Wednesday, May 26, 2004
Given the importance of the Council’s planning function I was disappointed that to-nights meeting was attended by less than half the Council and even some of these left before the end! However I suppose I should be the last to complain about the few who left early as I was about 30 minutes late arriving as I’d been held up by a telephone call from a local resident who had a pressing housing problem.
In the end I think the event got across some messages. In fact the 15 minutes left for questions at the end was perhaps the most enlightening, as quite a few new Councillors asked some quite searching questions. It was interesting to watch the faces of some of them as the penny began to drop and I’m quite sure they will approach future planning meetings in a different way.
However I even more convinced that some of the decisions taken by the Council over the past few months are questionable and that some Councillors have sailed very close to the wind or indeed have crossed the line when they voted on some applications. I’ve already raised the matter with the Chief Executive and are now more determined than ever to take the matter further. The Borough Solicitor, who presented part of the evening suggested that the Council could be left open to judicial review or an investigation by the ombudsman if the Councillors did not follow the rules. It looks as if this is the route I now need to follow!
Monday, May 24, 2004
Towards the end of the meeting the position of the Village handyman was discussed. At the last meeting the Council appointed the Chairman and Vice Chairman to form a panel to interview applicants for the vacant handyman post. Well tonight they reported on the outcome of those interviews, which was perhaps a bit late as the new handyman was cutting the grass outside the Village Hall while the meeting was taking place.
The agenda item made it clear the two members were to make a recommendation to the rest of the Council. However during their introduction the bomb shell was dropped. They had offered the job to one of the applicants and had offered him a pay rise over what the last handyman was being paid. You could have heard a pin drop when this announcement was made, as at no time were they given the delegated power to up the pay on offer. Once the news was announced all hell broke loose, as the previous handyman had been refused a rise just before he resigned!

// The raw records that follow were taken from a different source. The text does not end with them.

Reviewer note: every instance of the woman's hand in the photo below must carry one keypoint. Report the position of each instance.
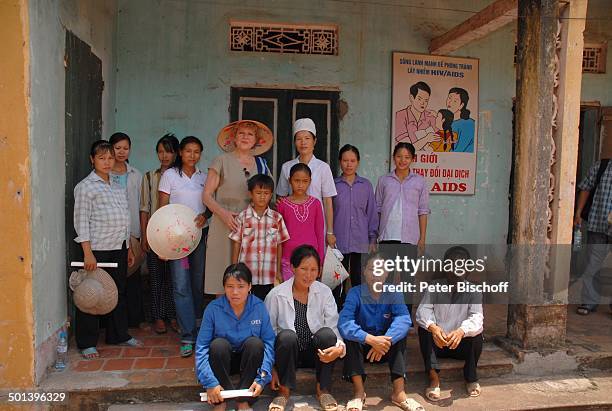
(331, 240)
(131, 258)
(329, 354)
(89, 261)
(200, 220)
(214, 395)
(229, 219)
(454, 338)
(380, 343)
(256, 388)
(275, 384)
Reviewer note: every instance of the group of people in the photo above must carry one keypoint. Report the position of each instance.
(261, 259)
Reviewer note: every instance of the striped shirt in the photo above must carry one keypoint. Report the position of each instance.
(101, 214)
(602, 199)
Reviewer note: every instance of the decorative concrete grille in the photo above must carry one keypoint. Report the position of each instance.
(594, 58)
(285, 38)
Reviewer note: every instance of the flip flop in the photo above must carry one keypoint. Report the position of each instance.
(354, 404)
(90, 353)
(473, 389)
(432, 393)
(278, 403)
(328, 402)
(186, 350)
(132, 342)
(408, 405)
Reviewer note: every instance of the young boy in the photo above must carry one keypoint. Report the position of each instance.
(258, 238)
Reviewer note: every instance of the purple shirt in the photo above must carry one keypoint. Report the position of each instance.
(355, 215)
(415, 202)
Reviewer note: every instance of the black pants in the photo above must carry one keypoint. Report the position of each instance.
(469, 350)
(224, 362)
(261, 290)
(88, 325)
(288, 357)
(356, 354)
(352, 264)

The two panel members tried to say they were only making this recommendation to the Council, but it was pointed out that as the new handyman had started work there was little the Council could do but agree. After about an three quarter of an hours heated debate the Treasurer sided with the Chairman and Vice Chairman to vote to employ the new handyman on the terms the panel had agreed. Three Councillors abstained on the principle that the position was a fait-accompli and I vote again the plan.
This move has soured relationships within the Council which I'm sure will never heal. Perhaps the two Councillors in question should think long and hard about their position!